Overcoming the Current Limitations of Next-Generation Sequencing with New Methods for Local Assembly of Genomes and High-Specificity Rare Mutation Detection
MetadataShow full item record
The relatively low cost of Next-Generation Sequencing (NGS) has enabled researchers to generate large amounts of sequencing data in order to identify disease-causing mutations and to assemble simple genomes. However, NGS has inherent limitations due to the short DNA read lengths and high error rate associated with the technique. The short read lengths of NGS prevent the assembly of genomes with long stretches of repetitive DNA, and the high error rate prevents the accurate detection of rare mutations in heterogeneous populations such as tumors and microbiomes. I have co-developed new NGS methods to overcome these challenges. In order to increase the effective read length of NGS reads, local de novo assembly of short reads into long contigs can be achieved through the use of Paired-End Restriction-site Associated DNA Sequencing (RAD-PE-Seq). With the RAD-PE method, I sequenced a stickleback fosmid and generated contigs with an N50 length of 480 nucleotides. In order to eliminate false-positive mutations caused by the high error rate of NGS, the Paired-End Low Error Sequencing (PELE-Seq) method was developed, which uses numerous quality control measures during the sequencing library preparation and data analysis steps in order to effectively eliminate sequencing errors.

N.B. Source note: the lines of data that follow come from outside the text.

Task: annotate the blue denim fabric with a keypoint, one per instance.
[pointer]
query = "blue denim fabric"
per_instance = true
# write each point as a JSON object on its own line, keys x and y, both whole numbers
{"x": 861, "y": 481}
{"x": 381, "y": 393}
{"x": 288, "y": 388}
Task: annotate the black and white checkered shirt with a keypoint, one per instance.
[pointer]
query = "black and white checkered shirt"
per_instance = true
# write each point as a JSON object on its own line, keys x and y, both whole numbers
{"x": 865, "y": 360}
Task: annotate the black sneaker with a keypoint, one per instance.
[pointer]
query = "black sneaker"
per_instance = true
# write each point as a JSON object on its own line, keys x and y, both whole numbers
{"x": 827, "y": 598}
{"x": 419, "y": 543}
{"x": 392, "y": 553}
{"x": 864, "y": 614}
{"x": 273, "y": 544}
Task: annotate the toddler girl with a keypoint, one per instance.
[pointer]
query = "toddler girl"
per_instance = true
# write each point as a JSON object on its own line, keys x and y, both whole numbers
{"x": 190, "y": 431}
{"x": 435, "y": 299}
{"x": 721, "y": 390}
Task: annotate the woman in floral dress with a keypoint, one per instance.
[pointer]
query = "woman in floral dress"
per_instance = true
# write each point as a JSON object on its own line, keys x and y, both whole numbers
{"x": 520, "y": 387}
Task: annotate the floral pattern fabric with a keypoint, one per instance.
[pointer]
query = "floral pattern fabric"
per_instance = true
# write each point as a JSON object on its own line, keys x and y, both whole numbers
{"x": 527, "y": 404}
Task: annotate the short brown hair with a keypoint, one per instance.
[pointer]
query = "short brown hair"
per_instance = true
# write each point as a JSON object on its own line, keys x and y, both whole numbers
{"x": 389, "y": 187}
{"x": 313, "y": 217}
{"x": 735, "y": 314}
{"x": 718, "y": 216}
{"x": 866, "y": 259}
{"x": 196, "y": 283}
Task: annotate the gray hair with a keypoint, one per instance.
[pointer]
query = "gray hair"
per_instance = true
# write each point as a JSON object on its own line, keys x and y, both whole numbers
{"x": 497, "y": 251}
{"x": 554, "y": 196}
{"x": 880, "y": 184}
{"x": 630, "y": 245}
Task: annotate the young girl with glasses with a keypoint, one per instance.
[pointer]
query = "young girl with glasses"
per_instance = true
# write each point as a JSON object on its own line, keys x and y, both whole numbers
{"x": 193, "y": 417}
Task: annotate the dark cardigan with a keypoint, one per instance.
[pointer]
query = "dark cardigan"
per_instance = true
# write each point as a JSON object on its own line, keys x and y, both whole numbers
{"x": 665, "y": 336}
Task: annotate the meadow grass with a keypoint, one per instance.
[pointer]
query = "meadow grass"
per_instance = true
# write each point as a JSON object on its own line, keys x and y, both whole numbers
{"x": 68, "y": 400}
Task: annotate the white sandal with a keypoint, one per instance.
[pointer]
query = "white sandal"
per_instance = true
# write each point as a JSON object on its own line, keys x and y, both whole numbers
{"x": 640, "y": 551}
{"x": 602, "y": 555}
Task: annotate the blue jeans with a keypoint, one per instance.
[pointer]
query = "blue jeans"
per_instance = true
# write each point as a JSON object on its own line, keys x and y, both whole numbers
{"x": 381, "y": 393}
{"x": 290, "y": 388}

Control testing of the PELE-Seq demonstrates that the method completely eliminates false-positive mutations at sequencing read depths below 20,000X coverage, compared to a ~20% false-positive rate obtained with previous methods. The high accuracy of the PELE-Seq method allows for the detection of ultra-rare mutations in a genome, which was previously impossible with NGS. This dissertation includes previously published and unpublished co-authored material.